ABSTRACTA panel of Sindbis virus mutants that were suspected to have deficiencies in one or more aspects of their replication cycles was examined in baby hamster kidney (BHK) cells. These included an amino acid deletion (ΔH230) and substitution (H230A) in the Sindbis glycoprotein E1_H230 and similar mutants in E2_G209 (G209A, G209D, and ΔG209). Neither H230 mutation produced a measurable titer, but repeated passaging of the H230A mutant in BHK cells produced a second-site compensatory mutant (V231I) that partially rescued both H230 mutants. Electron micrograph (EM) images of these mutants showed assembled viral nucleocapsids but no completed, mature virions. EM of the compensatory mutant strains showed complete virus particles, but these now formed paracrystalline arrays. None of the E2_G209 substitution mutants had any effect on virus production; however, the deletion mutant (ΔG209) showed a very low titer when grown at 37°C and no titer when grown at 28°C. When the deletion mutant grown at 28°C was examined by EM, partially budded virions were observed at the cell surface.35S labeling of this mutant confirmed the presence of mutant virus protein in the transfected BHK cell lysate.
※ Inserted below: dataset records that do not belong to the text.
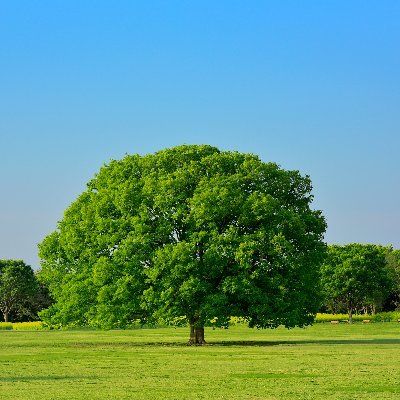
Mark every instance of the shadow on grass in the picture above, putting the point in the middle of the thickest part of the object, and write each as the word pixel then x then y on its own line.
pixel 247 343
pixel 43 378
pixel 308 342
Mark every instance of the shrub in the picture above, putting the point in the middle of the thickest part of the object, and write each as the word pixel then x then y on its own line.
pixel 5 326
pixel 392 316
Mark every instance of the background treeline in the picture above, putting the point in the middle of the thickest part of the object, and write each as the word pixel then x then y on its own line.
pixel 355 279
pixel 22 293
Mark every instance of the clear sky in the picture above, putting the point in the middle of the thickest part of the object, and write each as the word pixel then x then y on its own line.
pixel 311 85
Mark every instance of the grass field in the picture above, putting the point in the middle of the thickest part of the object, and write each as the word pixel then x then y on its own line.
pixel 321 362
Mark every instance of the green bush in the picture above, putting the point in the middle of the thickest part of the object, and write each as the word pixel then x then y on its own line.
pixel 392 316
pixel 5 326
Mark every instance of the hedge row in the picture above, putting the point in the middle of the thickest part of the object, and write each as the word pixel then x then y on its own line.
pixel 392 316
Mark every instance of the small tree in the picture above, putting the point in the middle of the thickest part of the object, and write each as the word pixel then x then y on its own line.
pixel 18 287
pixel 354 276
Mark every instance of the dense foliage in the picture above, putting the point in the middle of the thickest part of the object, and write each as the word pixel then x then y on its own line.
pixel 356 278
pixel 189 232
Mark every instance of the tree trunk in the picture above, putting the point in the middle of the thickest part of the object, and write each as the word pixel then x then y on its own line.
pixel 350 316
pixel 196 335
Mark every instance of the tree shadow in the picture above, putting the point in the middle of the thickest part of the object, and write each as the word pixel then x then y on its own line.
pixel 248 343
pixel 42 378
pixel 255 343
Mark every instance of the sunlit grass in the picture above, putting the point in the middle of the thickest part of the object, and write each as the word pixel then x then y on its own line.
pixel 325 361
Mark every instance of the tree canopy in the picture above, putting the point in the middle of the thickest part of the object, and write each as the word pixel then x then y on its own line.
pixel 189 233
pixel 355 277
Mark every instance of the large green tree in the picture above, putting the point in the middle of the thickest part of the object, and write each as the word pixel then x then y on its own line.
pixel 354 277
pixel 18 288
pixel 188 233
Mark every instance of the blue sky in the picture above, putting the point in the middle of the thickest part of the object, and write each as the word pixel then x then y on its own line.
pixel 313 86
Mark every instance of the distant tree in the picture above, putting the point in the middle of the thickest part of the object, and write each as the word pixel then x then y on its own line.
pixel 18 288
pixel 393 265
pixel 355 276
pixel 189 232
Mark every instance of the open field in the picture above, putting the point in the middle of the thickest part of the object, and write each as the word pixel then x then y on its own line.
pixel 321 362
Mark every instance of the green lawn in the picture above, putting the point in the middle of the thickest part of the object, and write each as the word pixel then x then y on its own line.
pixel 321 362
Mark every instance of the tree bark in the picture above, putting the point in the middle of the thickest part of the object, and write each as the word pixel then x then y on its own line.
pixel 196 335
pixel 350 316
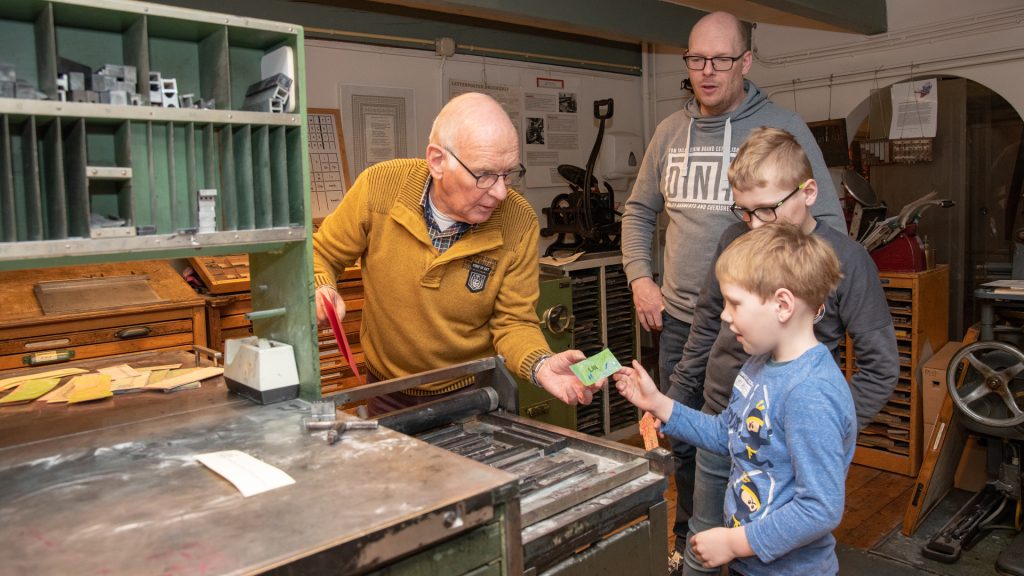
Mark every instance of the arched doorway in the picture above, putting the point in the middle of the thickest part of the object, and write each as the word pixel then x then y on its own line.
pixel 977 162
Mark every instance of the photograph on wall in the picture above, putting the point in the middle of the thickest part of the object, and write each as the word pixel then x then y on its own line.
pixel 551 136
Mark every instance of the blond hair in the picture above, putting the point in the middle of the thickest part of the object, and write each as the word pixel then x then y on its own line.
pixel 780 255
pixel 769 156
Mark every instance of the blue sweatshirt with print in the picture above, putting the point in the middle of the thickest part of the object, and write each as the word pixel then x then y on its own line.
pixel 790 429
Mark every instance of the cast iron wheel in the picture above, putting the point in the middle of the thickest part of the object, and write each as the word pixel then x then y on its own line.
pixel 994 367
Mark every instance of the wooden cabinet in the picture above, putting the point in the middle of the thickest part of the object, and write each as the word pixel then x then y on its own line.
pixel 920 304
pixel 87 319
pixel 87 181
pixel 229 301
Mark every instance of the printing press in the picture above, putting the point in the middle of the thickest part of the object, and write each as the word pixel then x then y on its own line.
pixel 120 491
pixel 587 505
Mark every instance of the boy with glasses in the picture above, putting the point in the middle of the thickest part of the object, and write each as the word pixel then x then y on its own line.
pixel 684 173
pixel 772 182
pixel 788 429
pixel 450 260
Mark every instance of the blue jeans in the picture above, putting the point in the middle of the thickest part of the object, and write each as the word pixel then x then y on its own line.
pixel 674 334
pixel 709 502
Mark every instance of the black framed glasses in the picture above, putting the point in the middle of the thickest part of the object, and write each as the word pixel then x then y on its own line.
pixel 764 213
pixel 720 64
pixel 484 181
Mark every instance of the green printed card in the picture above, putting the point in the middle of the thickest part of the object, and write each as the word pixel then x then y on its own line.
pixel 601 365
We conclude that H230 is essential for the assembly of complete infectious Sindbis virus virions and that the presence of an amino acid at E2 position 209 is required for complete budding of Sindbis virus particles although several different amino acids can be at this location without affecting the titer.IMPORTANCEOur data show the importance of single-site mutations at E1_H230 and E2_G209 in Sindbis virus glycoproteins. These sites have been shown to affect assembly and antibody binding in previous studies. Our data indicate that mutation of one histidine residue in E1 is detrimental to the assembly of Sindbis virus particles in baby hamster kidney cells. Repeated passaging leads to a second-site substitution that partially restores the titer although EM still shows an altered phenotype. Substitutions at position G209 in E2 have no effect on titer, but deletion of this residue greatly reduces titer and again prevents assembly. When this mutant is grown at a lower temperature, virus particles bud from the host cell, but budding arrests before the progeny virus escapes. These results allow us to conclude that these sites have essential roles in assembly, and E2_G209 shows us a new viral egress phenotype.